- Developer: Bell Labs
- OS family: Real-time operating systems
- Working state: Current
- Source model: Closed source
- Supported platforms: Avaya Definity G3 (Generic 3) switches
- Kernel type: Real-time
- License: Proprietary
- Official website: www.avaya.com

= Oryx/Pecos =

Oryx/Pecos is a proprietary operating system developed from scratch by Bell Labs beginning in 1978 for the express purpose of running AT&T's large-scale PBX switching equipment. The operating system was first used with AT&T's flagship System 75, and until very recently, was used in all variations up through and including Definity G3 (Generic 3) switches, now manufactured by AT&T/Lucent Technologies spinoff Avaya. The last system based on Oryx/Pecos was the Avaya G3 CSI running release 13.1 Definity software. The formal end of sale was February 5, 2007. Although widely believed to be a Unix-like variant developed directly by Bell Labs, that is not the case, as it is not based on any version of Unix.

==Description==

Oryx/Pecos consists of a kernel (Oryx), and the associated processes running on top of it (Pecos). The system is named for Pecos Street, which bounds the Westminster, CO campus of then AT&T's Colorado Bell Labs location, while Oryx was the last word alphabetically before OS in the office dictionary and the Oryx was purportedly the origin of the unicorn myth. The system is loosely based on Thoth (developed at the University of Waterloo) and DEMOS (developed at Los Alamos Scientific Labs).

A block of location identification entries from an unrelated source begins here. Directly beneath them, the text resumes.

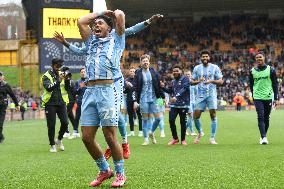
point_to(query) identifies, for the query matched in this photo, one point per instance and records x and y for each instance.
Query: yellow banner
(62, 20)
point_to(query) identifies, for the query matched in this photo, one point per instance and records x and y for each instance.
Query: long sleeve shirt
(272, 77)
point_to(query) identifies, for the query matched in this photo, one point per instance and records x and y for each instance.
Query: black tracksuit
(4, 90)
(54, 106)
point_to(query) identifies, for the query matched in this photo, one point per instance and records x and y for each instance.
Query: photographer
(4, 90)
(55, 98)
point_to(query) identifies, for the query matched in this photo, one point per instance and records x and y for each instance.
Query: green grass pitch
(238, 161)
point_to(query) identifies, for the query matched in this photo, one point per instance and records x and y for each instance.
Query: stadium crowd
(233, 42)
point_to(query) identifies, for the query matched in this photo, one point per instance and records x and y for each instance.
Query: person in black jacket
(4, 90)
(179, 102)
(71, 96)
(264, 88)
(148, 91)
(130, 98)
(55, 100)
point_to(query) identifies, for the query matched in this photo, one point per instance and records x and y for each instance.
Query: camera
(65, 72)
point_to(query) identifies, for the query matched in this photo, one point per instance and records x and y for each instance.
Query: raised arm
(119, 18)
(142, 25)
(74, 49)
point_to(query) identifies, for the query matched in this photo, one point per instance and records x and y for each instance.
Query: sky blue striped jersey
(103, 56)
(147, 93)
(210, 72)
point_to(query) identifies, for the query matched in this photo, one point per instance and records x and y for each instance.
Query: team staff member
(148, 90)
(179, 103)
(4, 90)
(264, 88)
(130, 98)
(55, 99)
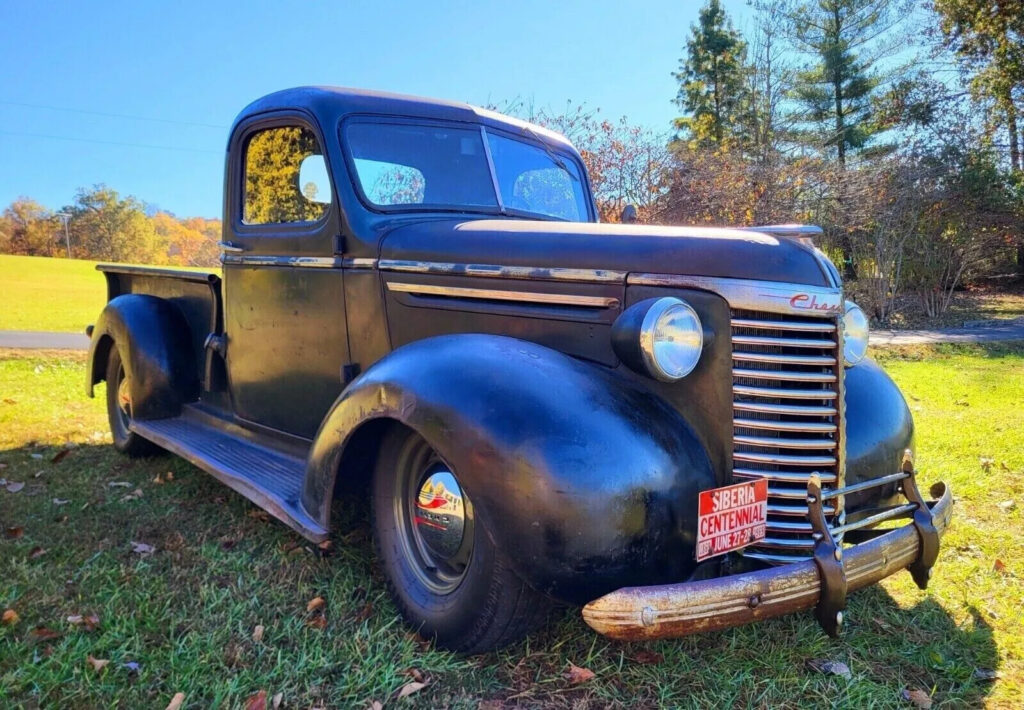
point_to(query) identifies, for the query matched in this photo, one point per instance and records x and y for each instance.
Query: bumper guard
(821, 581)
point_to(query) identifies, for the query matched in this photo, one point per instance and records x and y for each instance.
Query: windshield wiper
(555, 158)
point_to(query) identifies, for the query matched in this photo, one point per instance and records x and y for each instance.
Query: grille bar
(787, 422)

Features normally found in commercial operating systems are not found in Oryx/Pecos. Such features include:

- A documented API structure
- Dynamic application execution capability where additional applications can be loaded and executed without a need to compile and link them directly to the operating system
- A Disk-Operating System compatible with standard file systems used today
- Dynamically linked libraries
- Memory management for strong separation of applications and operating system processes
- A commercially available development package

There is one historical link between Oryx/Pecos and Unix: the authors of the above article proposed as a future development the implementation of a UNIX execution environment on top of Oryx/Pecos, and in fact, such a project was undertaken at Denver. However, that project never became an official product of AT&T or Lucent, even though it was completed successfully and introduced internally with the "Eli" version of Oryx/Pecos (5th release, or "E" release).

Persons working in large office environments and using AT&T, Lucent Technologies, or Avaya-branded telephones are likely to be using Oxyx-Pecos indirectly, but due to the narrow focus and proprietary nature of the operating system, it remains obscure. In 2005 Avaya discontinued the use of Oryx/Pecos as an operating system in itself, instead porting it to become an application that ran on Linux. The new incarnation is known as Communication Manager. Also in the early 2000s, the Definity One (later IP 600 and the S8100) was an earlier attempt to phase away from the OS. The Definity One ran on Windows NT 4.0 with a Linux emulator that also emulated the Oryx/Pecos system. Allegedly, according to administrators that used that specific system, it was a failure, and the attempt to have Windows run on top Oryx/Pecos and Linux was a problem.

However, due to the robust nature of carrier-grade equipment, and the widespread use of AT&T/Lucent/Avaya PBX systems, Oryx/Pecos will most probably continue to be supported indefinitely.